The sound wasn’t state-of-the-art, but it was an interesting opportunity to compare ten fine artists, most of them prizewinners, back to back. In the first concert (12 October) Xie Haoming with pianist Junhui Chen performed the A major Sonata op.30 no.1 with forthright expression and rich vibrato, and vivid characterisation of the final-movement variations. In the A minor Sonata op.23 Yige Chen with Xin Xin played with an effective balance of delicacy and energy, with just the right amount of wit in the central Andante. Minjia Zhu with Jonie Qiuning Huang was particularly impressive in the G major Sonata op.30 no.3, with great vitality, subtlety and sheer beauty, and happy bravura in the finale. Wendi Wang and Junhui Chen performed the C minor Sonata op.30 no.2 with deft melodic shaping and appropriate drama in the finale.
In the second concert (13 October) Runyin Zhang with Jonie Qiuning Huang produced silky-toned playing, full of personality, in the A major Sonata op.12 no.2, caressing the melodies in the slow movement, happy in the finale. There was fine pacing in the E flat major Sonata op.12 no.3 from Huali Dang and Junhui Chen, whether spacious or vivacious, with graceful languor in the second movement. Of course, someone had to get the great A major ‘Kreutzer’ Sonata op.47: Paloma So with Junhui Chen played a blinder, in a performance powerful, dramatic and compelling, the slow movement lilting and jaunty, and the finale joyful.

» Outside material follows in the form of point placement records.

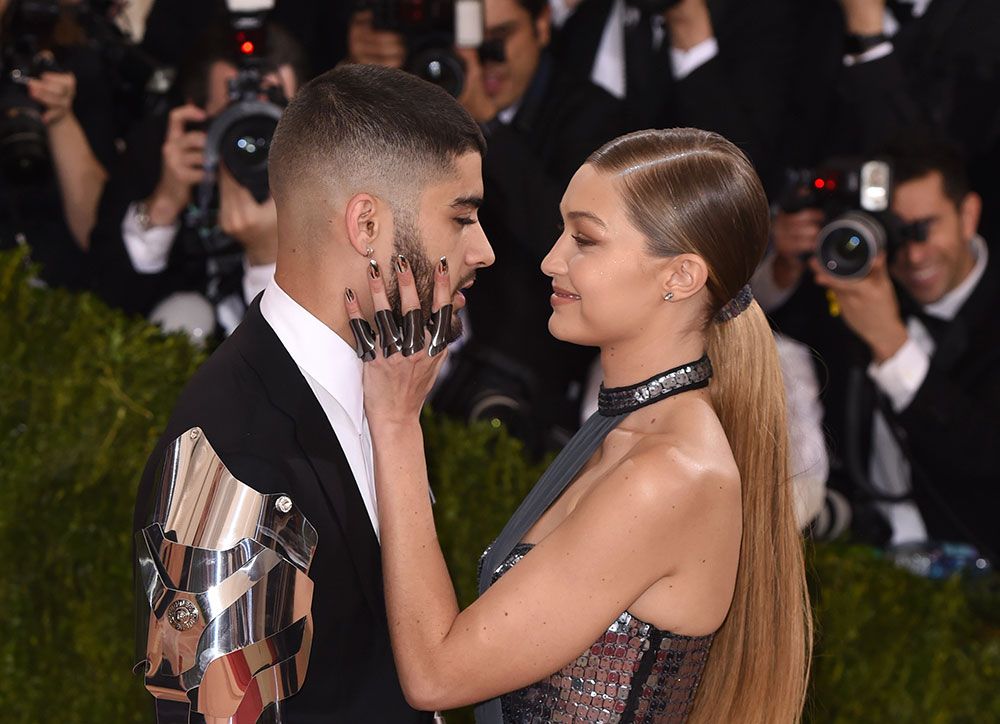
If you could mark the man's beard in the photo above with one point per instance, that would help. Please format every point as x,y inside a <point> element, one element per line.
<point>408,243</point>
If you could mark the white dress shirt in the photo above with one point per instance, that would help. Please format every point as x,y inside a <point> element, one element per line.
<point>899,378</point>
<point>333,372</point>
<point>608,71</point>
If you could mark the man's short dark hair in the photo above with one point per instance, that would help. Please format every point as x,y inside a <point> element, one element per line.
<point>368,128</point>
<point>917,153</point>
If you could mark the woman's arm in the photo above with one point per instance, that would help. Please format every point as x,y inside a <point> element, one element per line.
<point>559,599</point>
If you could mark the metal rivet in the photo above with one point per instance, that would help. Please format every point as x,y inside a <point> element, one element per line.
<point>182,614</point>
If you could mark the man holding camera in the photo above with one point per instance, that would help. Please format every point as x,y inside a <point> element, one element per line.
<point>147,247</point>
<point>910,350</point>
<point>540,125</point>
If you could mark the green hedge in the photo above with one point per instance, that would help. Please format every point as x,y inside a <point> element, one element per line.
<point>84,392</point>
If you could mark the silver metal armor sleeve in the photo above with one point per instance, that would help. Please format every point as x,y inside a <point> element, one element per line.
<point>224,591</point>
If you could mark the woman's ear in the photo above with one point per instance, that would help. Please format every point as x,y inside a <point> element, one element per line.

Ming Liu with Shao Lu opened the final concert on 14 October with a stylish account of the D major Sonata op.12 no.1, with some light, dancing moments in the central variation movement. Zhen-Yang Jimmy Yu with Xin Xin gave a delicate, understated performance of the G major Sonata op.96, and deftly melded the many tonal shifts of the finale. Finally, Lin Ruifeng with Shao Lu gave a superb account of the F major ‘Spring’ Sonata op.24 with beautiful melodic shaping, particularly in the slow movement, and a sparkling, energetic finale.
They were all first-rate, and it is perhaps invidious to single out one; but the ‘Kreutzer’ was awfully good.